Cyclostationary Statistical Models and Algorithms for Anomaly Detection Using Multi-Modal Data
Taposh Banerjee, Gene Whipps, Prudhvi Gurram, Vahid Tarokh

TL;DR
This paper introduces a novel framework combining deep learning and cyclostationary models to detect anomalies in multi-modal data, demonstrated on CCTV and social media data for event detection.
Contribution
It proposes a new cyclostationary modeling approach for anomaly detection in multi-modal data, integrating deep neural networks and sequential algorithms.
Findings
Algorithms are asymptotically efficient.
Effective detection of a 5K run event in NYC.
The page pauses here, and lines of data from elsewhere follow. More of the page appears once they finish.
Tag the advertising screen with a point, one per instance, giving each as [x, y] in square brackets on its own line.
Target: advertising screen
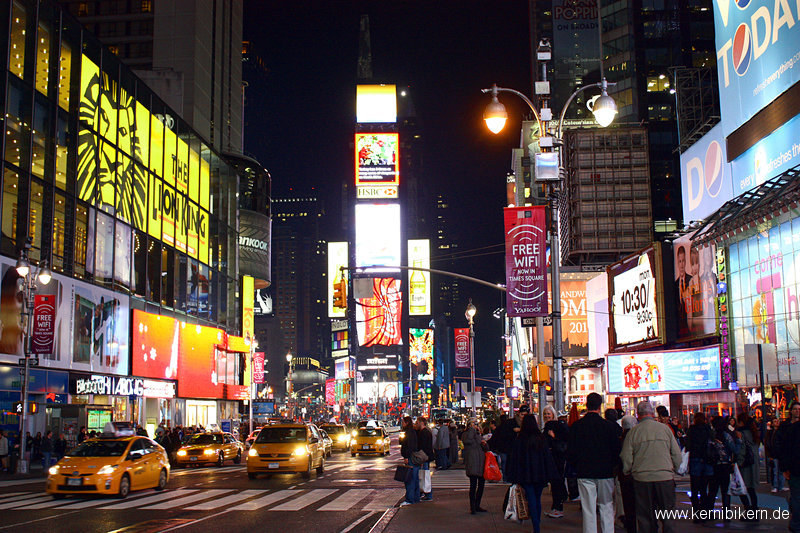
[419, 281]
[763, 303]
[378, 235]
[706, 181]
[669, 371]
[378, 318]
[420, 351]
[756, 51]
[337, 257]
[695, 289]
[377, 159]
[635, 292]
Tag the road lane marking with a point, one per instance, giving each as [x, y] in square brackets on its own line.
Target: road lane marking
[204, 495]
[150, 499]
[347, 500]
[269, 499]
[221, 502]
[305, 500]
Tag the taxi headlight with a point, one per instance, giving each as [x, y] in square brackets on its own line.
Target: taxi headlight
[108, 469]
[300, 450]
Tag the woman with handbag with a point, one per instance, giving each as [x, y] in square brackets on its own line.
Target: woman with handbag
[531, 466]
[407, 448]
[474, 457]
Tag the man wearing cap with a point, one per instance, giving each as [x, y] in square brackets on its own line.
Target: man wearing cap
[593, 450]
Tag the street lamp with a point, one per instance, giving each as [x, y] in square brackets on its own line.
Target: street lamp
[29, 278]
[470, 314]
[604, 110]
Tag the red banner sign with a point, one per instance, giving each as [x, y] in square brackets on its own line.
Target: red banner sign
[44, 322]
[462, 347]
[526, 264]
[258, 367]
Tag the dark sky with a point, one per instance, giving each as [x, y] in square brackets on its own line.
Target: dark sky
[300, 123]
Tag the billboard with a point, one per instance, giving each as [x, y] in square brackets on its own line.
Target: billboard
[337, 258]
[706, 181]
[695, 289]
[756, 44]
[636, 294]
[462, 347]
[376, 103]
[419, 281]
[378, 318]
[691, 370]
[763, 305]
[526, 266]
[377, 159]
[90, 324]
[131, 164]
[378, 235]
[597, 318]
[420, 353]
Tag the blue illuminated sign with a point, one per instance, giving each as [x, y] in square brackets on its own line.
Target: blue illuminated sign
[668, 371]
[705, 176]
[757, 48]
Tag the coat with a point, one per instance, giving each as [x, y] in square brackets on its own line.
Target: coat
[749, 473]
[474, 456]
Applicable to CCTV and social media data.
Abstract
A framework is proposed to detect anomalies in multi-modal data. A deep neural network-based object detector is employed to extract counts of objects and sub-events from the data. A cyclostationary model is proposed to model regular patterns of behavior in the count sequences. The anomaly detection problem is formulated as a problem of detecting deviations from learned cyclostationary behavior. Sequential algorithms are proposed to detect anomalies using the proposed model. The proposed algorithms are shown to be asymptotically efficient in a well-defined sense. The developed algorithms are applied to a multi-modal data consisting of CCTV imagery and social media posts to detect a 5K run in New York City.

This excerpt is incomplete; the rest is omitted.